Authors: Tim Dorsey, Carl Hiaasen

Magazines: Competitor, Wired, Sports Illustrated

Web sites: SlowTwitch.com, CorePerformance.com, WSJ.com, ESPN.com

Gadgets: Polar heart rate monitor

Chores: Power washing

Hobbies: Triathlon

Trips: Eurailing after high school

Movies: “Office Space,” “Braveheart,” “The Patriot,” and “It’s a Wonderful Life”

TV: True Blood

Concerts: George Thorogood in small venues

Artist: Jim Warren

Food: Chipotle

Dessert: Rita’s Ice

Drink: Spicy Rivanna from Burnley Vineyards near Charlottesville

Scent: Freshly-opened packs of 1970s Topps baseball cards

Vacation spot: Sandbridge Beach

Cars: Convertibles.

Quote: “Choose Your Next Words Carefully.” (King Leonidas – also Jim Leavitt)

A towering figure

Monday, June 21st, 2010

By Pete Williams

ManuteI was sad to learn about the death of Manute Bol over the weekend at the age of 47. It’s tough to use the words “sad” and “Manute Bol” in the same sentence because the man brought so much joy.

Given the humanitarian work he performed after his NBA career in his native Sudan, it seems trivial to ponder the impact he had in professional basketball. But for those of us who suffered through the miserable decade of 1980s Washington Bullets basketball, an era that continues to the present day, Manute Bol was a welcome relief.

He stood 7-foot-6 with a wingspan that seemed longer. During his rookie season of 1985-86, he blocked an NBA record 396 shots. There was one game against the Milwaukee Bucks that season where he blocked something like 18 shots. On one possession, he blocked three or four Bucks’ shots. (He had not figured out how to deflect a shot toward one of his own teammates.) I can still see Don Nelson, the Bucks coach at the time, pulling his hair out as he stomped along the sidelines.

Manute Bol was unstoppable that season. Mel Proctor was the TV announcer for the Bullets at the time. I’ve never heard a more excited play-by-play guy than Mel during Manute’s first few games.

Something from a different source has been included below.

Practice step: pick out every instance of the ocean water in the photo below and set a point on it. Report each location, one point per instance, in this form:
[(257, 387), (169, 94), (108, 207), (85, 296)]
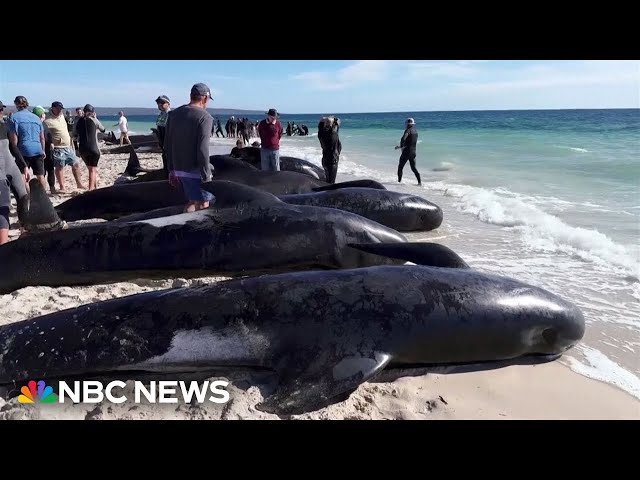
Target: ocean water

Moncrief drives the lane…BLOCKED BY BOL!…kicked out to Terry Cummings, short jumper…BLOCKED BY BOL!!…Mokeski down low – NO! BLOCKED BY BOLLLLL!

Bol was the tallest man ever to play in the NBA at the time, which became more evident two years later when the Bullets drafted Tyrone “Muggsy” Bogues, at 5-foot-3 the shortest ever.

The Bullets, then as now as the Wizards, were a notoriously cheap, horribly run franchise. But they had the greatest sports giveaway ever: the Manute Bol growth poster.

Kids could measure their growth against Bol, but the poster was more than that. It was 12 feet high and about six feet wide. It pictured a life-sized image of Bol with his arms stretched out, standing below a backboard. I tacked one up in my room, somehow without assistance. Since the ceiling was just eight feet high, I folded the poster where wall met ceiling and tacked the backboard to the ceiling. (I can’t believe I can’t find a picture of this poster online.)

I kicked myself a few years ago when the people at Fathead came up with their life-sized wall decals of sports figures. After looking at the Manute poster on my wall (and ceiling) throughout high school, why didn’t I think of that?

It might seem intimidating having a life-size image of a giant Dinka tribesman posted in the middle of your bedroom. Actually, it always made me smile.